Ekonomik kriz her ne kadar “yok!” dense de, yetkililerin halkı yastık altına ve bankalara yönlendirme konuşmaları, krizin ayan beyan ortada olduğunu gösteriyor.
Piyasada esnafın ne durumda olduğunu, esnafın yüzüne bakan anlar. Sayın eniştenin ekonomi programını açıklarken (gerçi açıklanan yeni bir program yok ya, kendileri var diyor) eğitim ve tarımla alakalı hiç bir açıklama yok. Gerçekten dikkat çekici ve vahim bir durum.
Eğitimciler bambaşka şeylerden bahsediyor. Din ağırlıklı eğitim veren imam-hatip okullarının durumu ortada. Bir başka konuda tarım, hâlbuki tarım ağır sanayinin lokomotifi sayılır. Tarımda dışa bağımlılık ağır sanayiyi ülkeden siler ve kesinlikle gelişemez. En verimli tarım arazilerini beton vadisine çevirende mi yabancı güç. Tarım alanlarına üretime hiç katkısı olmayan ve doğayı kirleten mandıralarda mı yabancı güç müdahalesi veya tavsiyesi ile açılıyor.

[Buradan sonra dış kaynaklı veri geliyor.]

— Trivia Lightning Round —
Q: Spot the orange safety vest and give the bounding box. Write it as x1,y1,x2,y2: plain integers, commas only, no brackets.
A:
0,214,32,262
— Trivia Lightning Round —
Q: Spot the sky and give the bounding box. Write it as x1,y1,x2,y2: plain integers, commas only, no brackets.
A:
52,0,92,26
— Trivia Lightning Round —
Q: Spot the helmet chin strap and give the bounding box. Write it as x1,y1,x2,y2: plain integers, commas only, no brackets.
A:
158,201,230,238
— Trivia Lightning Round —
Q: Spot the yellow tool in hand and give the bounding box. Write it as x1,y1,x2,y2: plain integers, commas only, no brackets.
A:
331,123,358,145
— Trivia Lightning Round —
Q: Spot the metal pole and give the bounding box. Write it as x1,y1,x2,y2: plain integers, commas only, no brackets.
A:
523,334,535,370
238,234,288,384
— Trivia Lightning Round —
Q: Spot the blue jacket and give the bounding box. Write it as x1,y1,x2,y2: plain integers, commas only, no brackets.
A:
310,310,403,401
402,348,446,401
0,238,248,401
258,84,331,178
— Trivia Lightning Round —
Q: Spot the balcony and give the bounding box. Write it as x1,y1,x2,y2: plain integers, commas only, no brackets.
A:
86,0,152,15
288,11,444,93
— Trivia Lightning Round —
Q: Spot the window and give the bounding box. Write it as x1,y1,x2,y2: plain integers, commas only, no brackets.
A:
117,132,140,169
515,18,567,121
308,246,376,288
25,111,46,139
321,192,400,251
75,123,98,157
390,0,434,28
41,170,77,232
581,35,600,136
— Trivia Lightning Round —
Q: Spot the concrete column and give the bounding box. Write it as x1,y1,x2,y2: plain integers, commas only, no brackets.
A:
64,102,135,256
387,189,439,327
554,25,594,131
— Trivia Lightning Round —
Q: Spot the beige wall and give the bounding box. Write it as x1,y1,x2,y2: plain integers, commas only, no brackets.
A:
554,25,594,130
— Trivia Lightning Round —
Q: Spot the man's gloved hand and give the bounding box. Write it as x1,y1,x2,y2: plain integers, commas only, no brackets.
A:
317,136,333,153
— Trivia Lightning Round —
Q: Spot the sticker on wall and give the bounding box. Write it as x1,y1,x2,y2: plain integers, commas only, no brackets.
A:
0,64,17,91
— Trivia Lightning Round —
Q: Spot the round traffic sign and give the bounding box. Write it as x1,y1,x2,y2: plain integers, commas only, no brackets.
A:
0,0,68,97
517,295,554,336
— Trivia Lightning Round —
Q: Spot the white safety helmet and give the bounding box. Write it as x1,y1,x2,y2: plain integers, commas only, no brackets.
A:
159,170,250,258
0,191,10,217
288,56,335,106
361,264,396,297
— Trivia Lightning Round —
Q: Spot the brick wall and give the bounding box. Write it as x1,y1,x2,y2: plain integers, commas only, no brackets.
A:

Eğer var olan tarım politikasıyla devamda ısrar edilirse, her konuda dışa bağımlılıktan kurtulmak mümkün değil.
Türkiye’nin dış güçler tarafından sıkıştırıldığı ve yaşanan krize sürüklendiği bir nebze doğrudur. Peki, iktidarın buna çarşaf tuttuğu gerçeği neden gizlenmeye çalışılıyor anlamak mümkün değil.
Bütün olanlardan daha önemli gelişmeler oluyor Suriye’de. A.B.D ve Rusya’nın bazı konularda anlaştıkları doğrudur. Veya Rusya kendi tarafına Türkiye’yi çekmek için ikili oynuyor. Suriye’deki son gelişmeler ve Esad’ın, ülkenin büyük bir kısmını kontrol altına alması, yalnız başına mümkün görünmezken, atağa geçen Suriye güçleri PYD ve PKK ile anlaşarak, Türkiye’nin desteklediği ÖSO’nun kontrolündeki yerlere saldırmaya hazırlanıyor. Yani Türkiye ile karşı karşıya gelecek. Bu durumda Rusya’nın ve NATO ülkesi olan ABD ve diğer üyelerin tavrı ne olacak. İşte büyük kriz ve kaos o zaman başlar.
İşimiz hayli zor, Allah yardımcımız olsun.